2009 Mitsubishi Lancer Ralliart

2009 Mitsubishi Lancer Ralliart 2009 Mitsubishi Lancer Ralliart
Short Take Road Test

Mitsubishi knows the name Ralliart isn’t spoken with much reverence among American gasoline punks. That should change. Mitsubishi has watched Subaru ring up healthy sales with the mid-grade WRX, which neatly slots between the 87-octane Impreza and the high-test STI.

Now the Lancer Ralliart is being sent in to bridge the same wide chasm separating the $18,915, 168-hp Lancer GTS from the $33,615, 291-hp Evolution GSR. This time it’s not just a paint-and-trim poseur.
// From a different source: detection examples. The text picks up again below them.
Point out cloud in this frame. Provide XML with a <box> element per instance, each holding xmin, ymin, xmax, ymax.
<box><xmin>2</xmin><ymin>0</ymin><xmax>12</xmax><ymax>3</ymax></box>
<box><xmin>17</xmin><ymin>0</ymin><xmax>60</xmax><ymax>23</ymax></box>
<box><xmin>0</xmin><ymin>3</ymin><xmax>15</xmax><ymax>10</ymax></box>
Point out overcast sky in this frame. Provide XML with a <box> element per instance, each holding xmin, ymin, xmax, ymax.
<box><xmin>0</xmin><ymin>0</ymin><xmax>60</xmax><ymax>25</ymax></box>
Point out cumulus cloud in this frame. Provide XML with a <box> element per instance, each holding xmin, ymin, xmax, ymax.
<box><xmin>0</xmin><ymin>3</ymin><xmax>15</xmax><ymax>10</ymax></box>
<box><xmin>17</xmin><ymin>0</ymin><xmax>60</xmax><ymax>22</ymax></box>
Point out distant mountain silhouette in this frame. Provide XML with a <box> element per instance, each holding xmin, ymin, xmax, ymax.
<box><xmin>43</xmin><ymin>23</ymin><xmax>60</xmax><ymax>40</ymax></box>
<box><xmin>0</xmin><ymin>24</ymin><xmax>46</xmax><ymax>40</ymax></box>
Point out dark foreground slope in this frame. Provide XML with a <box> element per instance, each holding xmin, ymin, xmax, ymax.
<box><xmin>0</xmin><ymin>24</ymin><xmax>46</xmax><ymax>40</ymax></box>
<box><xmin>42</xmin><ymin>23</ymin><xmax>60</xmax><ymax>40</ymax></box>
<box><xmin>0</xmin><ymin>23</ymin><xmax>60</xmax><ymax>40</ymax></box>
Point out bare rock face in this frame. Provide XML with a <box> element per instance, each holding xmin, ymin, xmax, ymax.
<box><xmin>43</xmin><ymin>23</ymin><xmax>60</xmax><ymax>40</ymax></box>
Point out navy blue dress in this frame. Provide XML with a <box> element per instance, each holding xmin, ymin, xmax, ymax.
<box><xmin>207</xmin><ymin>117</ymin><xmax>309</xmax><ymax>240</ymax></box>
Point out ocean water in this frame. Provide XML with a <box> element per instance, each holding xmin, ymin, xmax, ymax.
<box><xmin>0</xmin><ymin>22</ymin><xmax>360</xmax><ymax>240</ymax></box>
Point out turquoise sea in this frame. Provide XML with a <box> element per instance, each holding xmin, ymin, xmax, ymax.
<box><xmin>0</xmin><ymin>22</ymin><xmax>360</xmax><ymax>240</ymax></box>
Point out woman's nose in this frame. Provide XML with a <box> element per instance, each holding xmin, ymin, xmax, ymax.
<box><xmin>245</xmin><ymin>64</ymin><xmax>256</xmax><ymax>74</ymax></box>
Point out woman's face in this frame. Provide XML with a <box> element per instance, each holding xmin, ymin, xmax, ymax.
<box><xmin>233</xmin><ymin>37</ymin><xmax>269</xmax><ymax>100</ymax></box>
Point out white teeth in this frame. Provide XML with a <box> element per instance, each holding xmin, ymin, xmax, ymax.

Lancer Ralliart retail prices should start at $27,000, which buys a 237-hp turbo 2.0-liter, all-wheel drive, and a twin-clutch automated manual six-speed, the only transmission available.

It trucks to 60 mph in a spirited 5.5 seconds, quicker by 0.3 than our last WRX wagon. The Ralliart also carves a road pleasantly with well-weighted steering, stout brakes, and a paddle-shifted transmission with quick, snag-free gear changes. The Ralliart’s main limitations are body roll, a trade-off for tolerable ride, and overwhelmed 215/45 Yokohama rubber mounted on 18-inch rims. They squeal early and often, and the grip too quickly melts into understeer. Note the unspectacular 0.80-g skidpad performance and 184-foot stopping distance.

Is the Ralliart a cut-price Evo? Actually, it’s more of a Lancer in lipstick. Instead of forged aluminum arms, the Ralliart has an all-steel suspension, same as the Lancer’s, though with Ralliart-tuned shocks. The Ralliart also lacks the bulging fenders that make the Evolution a wide-body special. There’s no stiffening X-brace behind the rear seats—as there is in the Evo—so the Ralliart’s rear seats split 60/40 and fold, as they do in the Lancer.

The “4B11” turbo 2.0-liter four has a smaller single-scroll turbo compared with the Evo’s twin-scroll windmill, and the all-wheel-drive system is simpler. Instead of the computer controlled “Super All-Wheel Control” on the Evo, which includes the “Active Yaw Control” rear differential, the Ralliart has “All Wheel Control,” a hand-me-down from the 2005–07 Evolution IX with a computer-operated center clutch pack and mechanical limited-slip differentials front and rear.

With the WRX, you get options: sedan or wagon, manual or auto. In the Ralliart, you just get one pretty good car.